A voler entrare nel dettaglio, la chemioterapia ipertermica intraoperatoria (HIPEC Hipertemic intraperitoneal chemotherapy) praticata solo in centri ad alta specialità e volume per la malattia neoplastica, motivo quindi di orgoglio dell’Oncologico barese unico centro di riferimento pugliese in tale ambito, consente di perfondere all’interno della cavità peritoneale dosi molto elevate di chemioterapico, incrementando quindi l’esposizione dei tessuti e l’efficacia del farmaco senza però incorrere negli effetti collaterali in quanto il farmaco non viene iniettato nel circolo e quindi non si diffonde per via sistemica. Inoltre, l’ipertermia è stata dimostrata avere un effetto nell’aumentare la penetrazione del farmaco nei tessuti dove raggiunge quindi una profondità di circa 3mm a temperature intorno ai 41-42°C .
È in un terreno composto da queste eccellenze che il paziente trova le radici più vitali della sua serenità psicologica: una condizione necessaria per scongiurare la migrazione sanitaria.

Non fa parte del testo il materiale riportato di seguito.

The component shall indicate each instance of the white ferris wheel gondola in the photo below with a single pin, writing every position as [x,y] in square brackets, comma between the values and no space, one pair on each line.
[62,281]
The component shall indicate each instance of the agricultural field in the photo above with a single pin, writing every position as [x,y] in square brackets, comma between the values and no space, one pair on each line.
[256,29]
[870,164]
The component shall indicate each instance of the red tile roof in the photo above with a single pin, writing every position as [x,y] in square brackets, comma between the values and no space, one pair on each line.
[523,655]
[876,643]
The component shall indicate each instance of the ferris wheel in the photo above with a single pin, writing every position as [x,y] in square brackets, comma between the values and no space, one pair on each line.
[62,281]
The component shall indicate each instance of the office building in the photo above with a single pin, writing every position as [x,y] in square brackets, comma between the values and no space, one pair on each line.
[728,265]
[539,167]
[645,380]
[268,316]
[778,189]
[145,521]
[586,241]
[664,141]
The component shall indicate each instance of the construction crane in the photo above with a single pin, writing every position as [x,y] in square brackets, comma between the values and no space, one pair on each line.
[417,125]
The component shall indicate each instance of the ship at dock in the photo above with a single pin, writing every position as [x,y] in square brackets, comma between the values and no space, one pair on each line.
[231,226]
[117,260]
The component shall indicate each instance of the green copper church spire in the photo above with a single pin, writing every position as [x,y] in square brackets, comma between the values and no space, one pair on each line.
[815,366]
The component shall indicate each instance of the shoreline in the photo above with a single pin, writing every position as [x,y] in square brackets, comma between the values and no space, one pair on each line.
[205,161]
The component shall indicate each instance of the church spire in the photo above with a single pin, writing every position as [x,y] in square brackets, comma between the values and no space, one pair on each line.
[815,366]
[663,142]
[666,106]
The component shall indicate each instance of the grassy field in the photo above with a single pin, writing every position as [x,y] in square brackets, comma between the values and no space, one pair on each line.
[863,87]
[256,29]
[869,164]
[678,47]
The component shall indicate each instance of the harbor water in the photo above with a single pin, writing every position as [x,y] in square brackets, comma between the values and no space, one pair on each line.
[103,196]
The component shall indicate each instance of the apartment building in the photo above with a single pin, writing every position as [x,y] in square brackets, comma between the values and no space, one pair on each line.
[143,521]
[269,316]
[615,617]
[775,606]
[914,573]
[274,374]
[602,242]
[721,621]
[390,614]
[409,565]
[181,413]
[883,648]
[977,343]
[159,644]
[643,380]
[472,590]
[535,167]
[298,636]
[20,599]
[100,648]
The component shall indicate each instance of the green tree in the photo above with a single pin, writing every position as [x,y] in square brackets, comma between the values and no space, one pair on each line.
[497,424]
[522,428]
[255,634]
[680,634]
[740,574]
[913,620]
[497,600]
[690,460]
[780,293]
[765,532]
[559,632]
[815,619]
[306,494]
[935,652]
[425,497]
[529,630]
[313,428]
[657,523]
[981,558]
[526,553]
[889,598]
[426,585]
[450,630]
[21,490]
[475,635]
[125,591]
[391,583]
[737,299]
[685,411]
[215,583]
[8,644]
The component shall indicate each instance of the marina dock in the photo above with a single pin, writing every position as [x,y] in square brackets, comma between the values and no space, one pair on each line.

«Lo scopo principale di queste giornate- continua il dottor Simone- è quello di discutere e stabilire un consenso riguardo le migliori metodiche diagnostiche e terapeutiche e definire in modo univoco i criteri radiologici di stadiazione dei tumori del peritoneo, meglio noti come carcinosi peritoneale. Di tale peculiare condizione clinica, rimangono ignoti sia i meccanismi molecolari che regolano la progressione intraperitoneale che il profilo bio-molecolare, presupposti indispensabili per verificare l’efficacia di terapie individualizzate in questo gruppo di pazienti».
L’Istituto quindi, sulla scorta di questo crescente interesse clinico, sta sviluppando linee di ricerca molto sofisticate che sfruttano anche le nanotecnologie, nella speranza di debellare uno stato clinico così particolare come la carcinosi peritoneale.